-
Odp: Przedłużanie rzęs metodą 1:1
Do mnie tez dzisiaj przyszla dziewczyna, ktora miala masakre na oczach.
Niestety nie zgodzila sie zrobic zdjec tego co miala, nawet samych oczu :(
Ale za to zgodzila sie uwiecznic poprawione rzeski :yess:
Wyszlo cudenko.
p.s. powiedzcie kochane jak mozna zostac takim terenerem i sprzedawac produkty?
moze ja bym sie na cos takiego skusila ;]
-
Odp: Przedłużanie rzęs metodą 1:1
Edytko gratuluje rowniez :ok:
Napisz co tam jest w ofercie czego ferbiuszka nie miala, bo ja zrozumialam wtedy ze ona chciala wysprzedac resztki swojej hurtowni..
-
Odp: Przedłużanie rzęs metodą 1:1
edytko gratulacje:D mozesz zdradzic z jaka firma wspolpracujesz??
-
Odp: Przedłużanie rzęs metodą 1:1
To po kolei :)
Aguluś firma XXLLashes www.xxllashes.eu - i rzeczywiscie na ich stronie sa wylacznie i rzeski i klej, ale w ofercie dla dystrybutora mam dostęp do wszystkich produktów (pęset, kamieni, podkładek, kufrów, wszystkiego co niezbędne w pracy stylistki)

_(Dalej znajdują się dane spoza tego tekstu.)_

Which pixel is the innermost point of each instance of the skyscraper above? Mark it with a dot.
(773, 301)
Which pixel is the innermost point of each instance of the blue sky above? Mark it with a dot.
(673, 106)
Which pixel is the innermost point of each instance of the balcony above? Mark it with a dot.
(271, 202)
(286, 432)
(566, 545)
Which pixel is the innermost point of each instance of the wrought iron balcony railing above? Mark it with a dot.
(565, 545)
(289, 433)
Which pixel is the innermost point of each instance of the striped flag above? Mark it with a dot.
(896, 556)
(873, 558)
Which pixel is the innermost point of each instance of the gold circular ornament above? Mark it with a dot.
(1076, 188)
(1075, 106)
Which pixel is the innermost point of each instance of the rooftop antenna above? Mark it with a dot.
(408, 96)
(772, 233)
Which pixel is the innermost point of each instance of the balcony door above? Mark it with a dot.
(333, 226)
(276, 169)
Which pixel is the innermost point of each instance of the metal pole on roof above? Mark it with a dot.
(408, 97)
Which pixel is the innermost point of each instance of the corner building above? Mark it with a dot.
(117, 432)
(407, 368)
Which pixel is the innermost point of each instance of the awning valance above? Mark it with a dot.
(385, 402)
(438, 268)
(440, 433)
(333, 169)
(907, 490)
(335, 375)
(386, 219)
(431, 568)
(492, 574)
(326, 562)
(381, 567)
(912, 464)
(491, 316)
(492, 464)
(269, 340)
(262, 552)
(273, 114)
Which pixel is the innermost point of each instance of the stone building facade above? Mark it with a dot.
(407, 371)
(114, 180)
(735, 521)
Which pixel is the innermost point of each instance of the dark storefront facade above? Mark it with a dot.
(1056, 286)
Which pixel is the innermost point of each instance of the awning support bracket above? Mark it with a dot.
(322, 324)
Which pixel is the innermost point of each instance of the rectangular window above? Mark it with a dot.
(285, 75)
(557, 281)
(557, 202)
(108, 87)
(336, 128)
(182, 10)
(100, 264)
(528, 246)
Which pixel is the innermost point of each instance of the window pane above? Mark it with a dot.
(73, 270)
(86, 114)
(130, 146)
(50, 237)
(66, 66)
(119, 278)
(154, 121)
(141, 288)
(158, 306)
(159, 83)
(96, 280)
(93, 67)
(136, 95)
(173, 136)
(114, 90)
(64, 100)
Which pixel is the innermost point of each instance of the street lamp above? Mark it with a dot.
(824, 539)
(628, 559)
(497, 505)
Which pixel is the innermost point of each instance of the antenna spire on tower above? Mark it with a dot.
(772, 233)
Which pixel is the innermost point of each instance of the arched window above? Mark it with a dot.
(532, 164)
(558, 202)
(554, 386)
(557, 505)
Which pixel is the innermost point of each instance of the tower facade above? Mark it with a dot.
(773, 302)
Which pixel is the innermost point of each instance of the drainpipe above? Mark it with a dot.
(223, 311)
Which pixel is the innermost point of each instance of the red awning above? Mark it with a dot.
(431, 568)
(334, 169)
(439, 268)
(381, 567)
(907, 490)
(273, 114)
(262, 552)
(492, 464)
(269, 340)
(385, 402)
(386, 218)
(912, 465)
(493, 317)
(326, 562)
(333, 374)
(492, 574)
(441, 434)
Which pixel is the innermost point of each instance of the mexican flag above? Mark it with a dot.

Oni generalnie skupiaja sie na sprzedaży rzesek i kleju, a reszte sciągają.
Fakt taki był, ze Ferbiuszka chciala wyprzedać rzeczy z hurtowni, ale... jak sie okazało pozniej tak chyba jej sie ladnie rozkręcilo, ze nadal bedzie dzialać w tej branży (ona poza sprzedaza produktów rownież jest instruktorem).
Klej czarny został wprowadzony dosłownie od kilku dni, jutro bede go testować, ale efekt wiazania i trzymania - okaze się w najbliższym miesiacu :) wiec zobacymy, chociaż ferbiuszka mowi ze jest świetny, już testowała ponad tydzien temu i wszystko ładnie się trzyma.
Emi i Sami dziękowac :):)
Unita - no mam nadzieje ze mnie nie "zdradzisz' :)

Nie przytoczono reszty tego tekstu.